Hahn, EU commissioner for enlargement, says Turkey’s EU dream is over

Johannes Hahn, commissioner for European Neighborhood Policy and Enlargement Negotiations.

Johannes Hahn, the European Union‘s (EU) commissioner for enlargement, declared that “Turkey’s EU dream is over, for now,” in an interview to Reuters. Turkey, which is under autocratic President Recep Tayyip Erdogan, “has turned its back on joining the EU, at least for now,” said Hahn, offering economic cooperation instead if both sides can restore friendly ties.

“Everybody is clear that, currently at least, Turkey is moving away from a European perspective,” Hahn told Reuters. “The focus of our relationship has to be something else,” he said in an interview after EU foreign ministers met in Malta and where France and Germany led efforts to consider a new deal with Ankara based on trade and security ties.

“We have to see what could be done in the future, to see if we can restart some kind of cooperation,” Hahn said on Saturday, saying that he had not had meetings on the economy with NATO-member Turkey since January last year, normally a fixture of accession talks.

The EU process is not formally frozen, but EU lawmakers called last week for a formal halt to talks, with some saying Turkey no longer met the democratic criteria to be considered a candidate, let alone a full member, for the EU.

Erdoğan told Reuters in an interview last week that Turkey would not wait at Europe’s door forever and would walk away from accession talks if what he said was rising Islamophobia and hostility from some member states persist.

Launched in 2005 after decades of seeking the formal start of an EU membership bid, negotiations dovetailed with Erdoğan’s first economic reforms in power as prime minister from 2003. The European Union is Turkey’s biggest foreign investor and biggest trading partner.

Stating that he would present a report by early next year to EU governments to clarify Turkey’s status, Hahn said that limits on with press freedoms, mass jailing and shrinking civil rights made it almost impossible at the present time for Turkey to meet EU joining criteria. Hahn said EU rules “were not negotiable” and the bloc would not “decouple the human rights situation” from discussions.

“There is no version of Turkish democracy. There is only democracy. Turkish people have the same rights to live in freedom as Europeans do,” said Hahn, whose delegation in Turkey has visited dissidents in prison.

Asked if the European Union was partly responsible for Turkey’s turn towards a more centralized system, Hahn said the drive to change had come from inside the country. “Nobody can claim to be blameless, but it is always the sovereign decision of a country (to decide policy) … If you have a certain vision in mind, it is difficult to intervene in a meaningful way,” Hahn said.

“All these reform efforts are not done for the European Union but for the sake of (Turkish) citizens,” Hahn said, referring to the process that helped transform former communist countries in central and eastern Europe into thriving market democracies as they sought to join the European Union. “This is not about serving the Europeans,” he said.

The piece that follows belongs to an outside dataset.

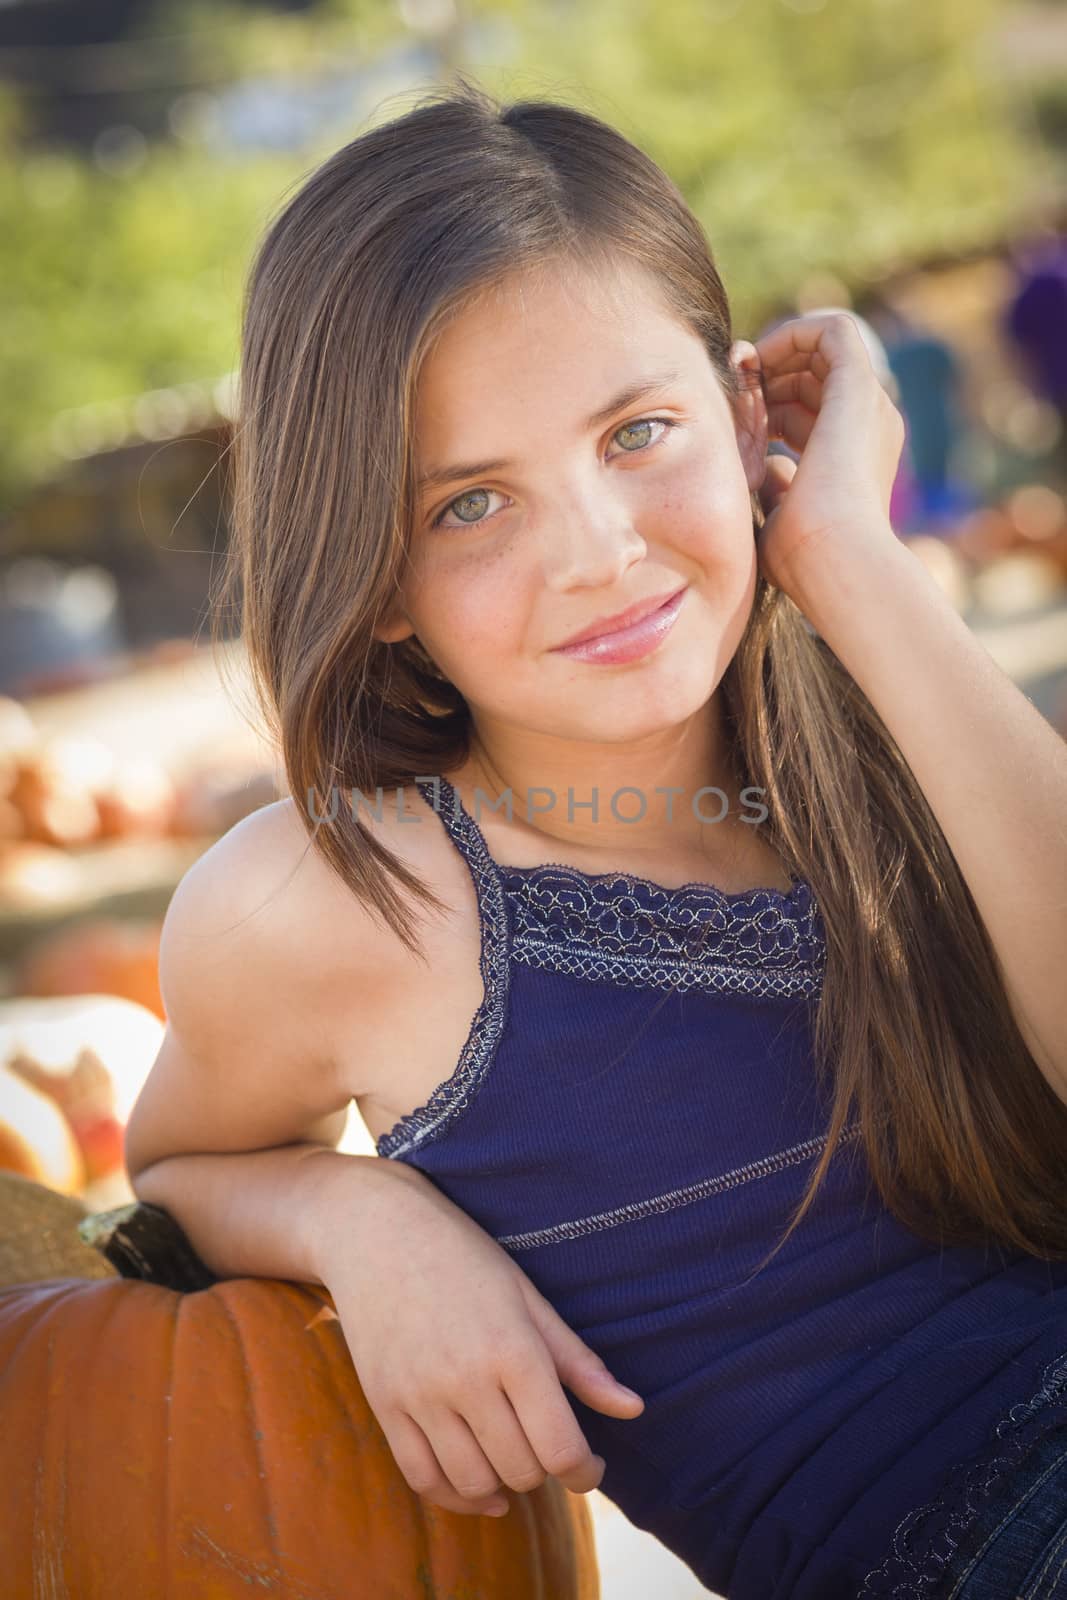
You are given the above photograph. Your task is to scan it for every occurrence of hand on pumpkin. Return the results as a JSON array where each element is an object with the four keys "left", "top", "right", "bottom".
[{"left": 322, "top": 1166, "right": 645, "bottom": 1519}]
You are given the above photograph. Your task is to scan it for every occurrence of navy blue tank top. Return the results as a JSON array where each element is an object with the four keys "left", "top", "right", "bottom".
[{"left": 375, "top": 776, "right": 1067, "bottom": 1599}]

Turkish Foreign Minister Mevlüt Çavuşoğlu had said Europeans have understood that they made mistakes in their relations with Turkey. “If you [European Union] want to have dialogue and cooperation, it must be sincere dialogue and cooperation. I have seen this positive atmosphere. I have seen that they have understood their mistakes,” Çavuşoğlu had told state-run Anadolu news agency following the Informal Meeting of Foreign Affairs Ministers (Gymnich) in Valletta, Malta.

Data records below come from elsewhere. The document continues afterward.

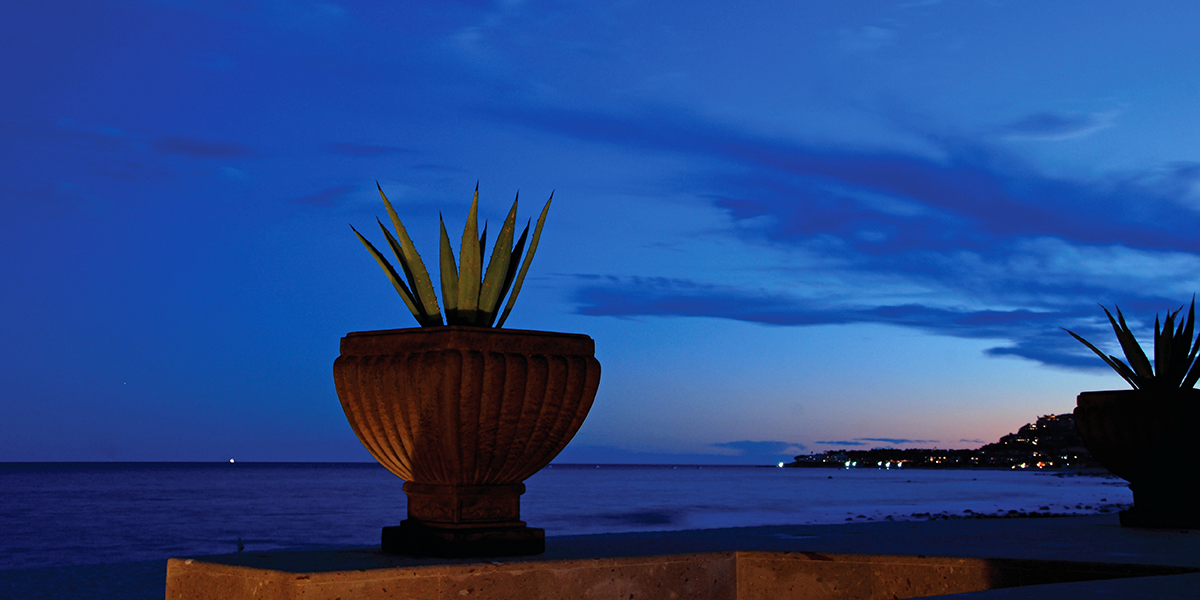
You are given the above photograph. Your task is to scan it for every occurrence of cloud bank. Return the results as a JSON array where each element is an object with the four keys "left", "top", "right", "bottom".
[{"left": 498, "top": 105, "right": 1200, "bottom": 370}]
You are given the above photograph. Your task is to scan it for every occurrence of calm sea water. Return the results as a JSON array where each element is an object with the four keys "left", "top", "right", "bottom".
[{"left": 0, "top": 462, "right": 1132, "bottom": 571}]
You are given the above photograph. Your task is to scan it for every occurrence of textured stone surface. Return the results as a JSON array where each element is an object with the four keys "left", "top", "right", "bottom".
[
  {"left": 735, "top": 552, "right": 1191, "bottom": 600},
  {"left": 333, "top": 326, "right": 601, "bottom": 556},
  {"left": 163, "top": 515, "right": 1200, "bottom": 599},
  {"left": 165, "top": 550, "right": 1196, "bottom": 600},
  {"left": 334, "top": 327, "right": 601, "bottom": 488},
  {"left": 166, "top": 553, "right": 736, "bottom": 600},
  {"left": 736, "top": 552, "right": 994, "bottom": 600}
]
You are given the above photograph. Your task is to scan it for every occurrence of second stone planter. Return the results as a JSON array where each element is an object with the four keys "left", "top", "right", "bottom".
[{"left": 1075, "top": 389, "right": 1200, "bottom": 528}]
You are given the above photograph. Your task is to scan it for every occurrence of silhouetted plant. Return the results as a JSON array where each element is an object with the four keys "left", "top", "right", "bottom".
[
  {"left": 352, "top": 183, "right": 551, "bottom": 328},
  {"left": 1064, "top": 298, "right": 1200, "bottom": 390}
]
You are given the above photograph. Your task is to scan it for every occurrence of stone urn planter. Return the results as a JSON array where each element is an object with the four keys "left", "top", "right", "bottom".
[
  {"left": 334, "top": 326, "right": 601, "bottom": 557},
  {"left": 1075, "top": 389, "right": 1200, "bottom": 528}
]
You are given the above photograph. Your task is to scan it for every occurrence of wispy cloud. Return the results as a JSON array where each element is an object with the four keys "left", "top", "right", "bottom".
[
  {"left": 839, "top": 26, "right": 897, "bottom": 53},
  {"left": 710, "top": 440, "right": 807, "bottom": 455},
  {"left": 184, "top": 52, "right": 236, "bottom": 71},
  {"left": 282, "top": 0, "right": 346, "bottom": 22},
  {"left": 291, "top": 184, "right": 357, "bottom": 207},
  {"left": 152, "top": 136, "right": 253, "bottom": 159},
  {"left": 325, "top": 142, "right": 410, "bottom": 157},
  {"left": 897, "top": 0, "right": 953, "bottom": 7},
  {"left": 815, "top": 438, "right": 940, "bottom": 447},
  {"left": 410, "top": 163, "right": 465, "bottom": 173},
  {"left": 165, "top": 0, "right": 347, "bottom": 29},
  {"left": 999, "top": 111, "right": 1118, "bottom": 141},
  {"left": 55, "top": 119, "right": 144, "bottom": 147},
  {"left": 554, "top": 442, "right": 802, "bottom": 465},
  {"left": 858, "top": 438, "right": 940, "bottom": 445}
]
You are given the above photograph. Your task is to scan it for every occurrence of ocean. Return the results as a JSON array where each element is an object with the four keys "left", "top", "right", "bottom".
[{"left": 0, "top": 462, "right": 1132, "bottom": 572}]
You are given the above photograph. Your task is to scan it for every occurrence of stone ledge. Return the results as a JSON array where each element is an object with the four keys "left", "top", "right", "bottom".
[
  {"left": 164, "top": 515, "right": 1200, "bottom": 599},
  {"left": 165, "top": 549, "right": 1196, "bottom": 600}
]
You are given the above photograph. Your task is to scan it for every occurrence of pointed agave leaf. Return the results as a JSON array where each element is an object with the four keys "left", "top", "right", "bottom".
[
  {"left": 1150, "top": 304, "right": 1190, "bottom": 388},
  {"left": 1167, "top": 304, "right": 1193, "bottom": 386},
  {"left": 1185, "top": 350, "right": 1200, "bottom": 389},
  {"left": 1185, "top": 353, "right": 1200, "bottom": 389},
  {"left": 478, "top": 222, "right": 488, "bottom": 277},
  {"left": 351, "top": 224, "right": 429, "bottom": 325},
  {"left": 1106, "top": 306, "right": 1154, "bottom": 379},
  {"left": 1177, "top": 309, "right": 1192, "bottom": 359},
  {"left": 457, "top": 185, "right": 482, "bottom": 324},
  {"left": 479, "top": 194, "right": 520, "bottom": 319},
  {"left": 1108, "top": 355, "right": 1144, "bottom": 390},
  {"left": 1065, "top": 328, "right": 1140, "bottom": 389},
  {"left": 1183, "top": 346, "right": 1200, "bottom": 389},
  {"left": 1185, "top": 359, "right": 1200, "bottom": 390},
  {"left": 1161, "top": 311, "right": 1176, "bottom": 383},
  {"left": 488, "top": 222, "right": 530, "bottom": 327},
  {"left": 377, "top": 183, "right": 442, "bottom": 323},
  {"left": 496, "top": 191, "right": 552, "bottom": 328},
  {"left": 1170, "top": 310, "right": 1190, "bottom": 386},
  {"left": 439, "top": 214, "right": 459, "bottom": 325},
  {"left": 1185, "top": 297, "right": 1198, "bottom": 353},
  {"left": 376, "top": 220, "right": 420, "bottom": 308},
  {"left": 1184, "top": 298, "right": 1200, "bottom": 388},
  {"left": 1154, "top": 313, "right": 1169, "bottom": 383}
]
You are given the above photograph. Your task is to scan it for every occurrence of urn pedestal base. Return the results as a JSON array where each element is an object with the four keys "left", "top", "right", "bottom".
[
  {"left": 383, "top": 521, "right": 545, "bottom": 558},
  {"left": 1119, "top": 482, "right": 1200, "bottom": 529},
  {"left": 384, "top": 482, "right": 544, "bottom": 557}
]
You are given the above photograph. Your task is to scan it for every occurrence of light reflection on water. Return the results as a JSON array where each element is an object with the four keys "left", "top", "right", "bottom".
[{"left": 526, "top": 464, "right": 1130, "bottom": 535}]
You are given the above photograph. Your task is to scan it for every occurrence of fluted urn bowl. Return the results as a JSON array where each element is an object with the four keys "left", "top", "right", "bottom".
[
  {"left": 1075, "top": 389, "right": 1200, "bottom": 528},
  {"left": 333, "top": 326, "right": 600, "bottom": 556}
]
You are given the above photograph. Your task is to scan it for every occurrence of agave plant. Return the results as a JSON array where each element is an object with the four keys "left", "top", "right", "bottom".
[
  {"left": 1064, "top": 298, "right": 1200, "bottom": 391},
  {"left": 351, "top": 183, "right": 551, "bottom": 328}
]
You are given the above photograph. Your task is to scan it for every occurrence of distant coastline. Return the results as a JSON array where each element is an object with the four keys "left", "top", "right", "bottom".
[{"left": 787, "top": 414, "right": 1106, "bottom": 471}]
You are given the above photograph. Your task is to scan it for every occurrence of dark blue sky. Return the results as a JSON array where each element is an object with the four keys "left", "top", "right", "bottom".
[{"left": 4, "top": 1, "right": 1200, "bottom": 464}]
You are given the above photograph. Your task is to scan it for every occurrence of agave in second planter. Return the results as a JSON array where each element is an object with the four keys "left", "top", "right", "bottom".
[
  {"left": 335, "top": 184, "right": 601, "bottom": 557},
  {"left": 1065, "top": 299, "right": 1200, "bottom": 528}
]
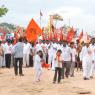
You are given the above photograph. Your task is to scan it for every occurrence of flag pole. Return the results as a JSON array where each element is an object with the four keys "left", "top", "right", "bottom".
[
  {"left": 40, "top": 10, "right": 42, "bottom": 28},
  {"left": 69, "top": 18, "right": 70, "bottom": 27},
  {"left": 40, "top": 14, "right": 41, "bottom": 28}
]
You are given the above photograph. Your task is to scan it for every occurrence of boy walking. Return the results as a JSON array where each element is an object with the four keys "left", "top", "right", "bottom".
[{"left": 53, "top": 50, "right": 63, "bottom": 83}]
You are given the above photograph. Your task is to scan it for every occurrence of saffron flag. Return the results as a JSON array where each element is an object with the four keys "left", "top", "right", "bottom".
[
  {"left": 67, "top": 28, "right": 75, "bottom": 42},
  {"left": 54, "top": 29, "right": 63, "bottom": 41},
  {"left": 26, "top": 19, "right": 42, "bottom": 42},
  {"left": 49, "top": 32, "right": 53, "bottom": 40},
  {"left": 78, "top": 30, "right": 83, "bottom": 42}
]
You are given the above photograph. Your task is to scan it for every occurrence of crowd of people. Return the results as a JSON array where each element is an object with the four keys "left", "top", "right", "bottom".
[{"left": 0, "top": 37, "right": 95, "bottom": 83}]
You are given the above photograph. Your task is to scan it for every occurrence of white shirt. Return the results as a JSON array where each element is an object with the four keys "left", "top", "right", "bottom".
[
  {"left": 35, "top": 43, "right": 43, "bottom": 53},
  {"left": 62, "top": 45, "right": 71, "bottom": 61},
  {"left": 23, "top": 43, "right": 32, "bottom": 54},
  {"left": 57, "top": 44, "right": 63, "bottom": 51},
  {"left": 90, "top": 44, "right": 95, "bottom": 61},
  {"left": 52, "top": 43, "right": 57, "bottom": 54},
  {"left": 48, "top": 43, "right": 54, "bottom": 56},
  {"left": 3, "top": 43, "right": 12, "bottom": 54},
  {"left": 80, "top": 46, "right": 93, "bottom": 61},
  {"left": 45, "top": 43, "right": 49, "bottom": 50},
  {"left": 70, "top": 48, "right": 77, "bottom": 62},
  {"left": 54, "top": 54, "right": 63, "bottom": 68},
  {"left": 41, "top": 43, "right": 47, "bottom": 54},
  {"left": 34, "top": 54, "right": 42, "bottom": 69}
]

Turkish President Recep Tayyip Erdoğan on Tuesday called on the European Union to open membership chapters with Turkey, signaling that the bloc’s failure to do so will terminate the membership talks between the EU and Turkey.

Meanwhile, President Erdoğan called on the EU to open membership chapters with Turkey, signaling that the bloc’s failure to do so will terminate the membership talks between the EU and Turkey. Speaking at a meeting of the Justice and Development Party (AKP) during which Erdoğan became an official member of the party again, he said: “There is something that you have not done so far and should do now: You have no option other than to open those chapters you have not opened until today. If you open them, that’s fine; if you don’t open them, goodbye.”

Relations between Turkey and the EU have been strained, especially due to steps taken by the government following a failed coup attempt on July 15, 2016. Tension peaked when some EU countries refused to allow Turkish ministers conduct referendum rallies in European cities.

Attacking EU members during his nonstop “yes” campaign ahead of an April 16 referendum, Turkey’s autocratic President Recep Tayyip Erdoğan called Europe “the center of Nazism today.” Erdoğan also described the EU as “the alliance of crusaders.”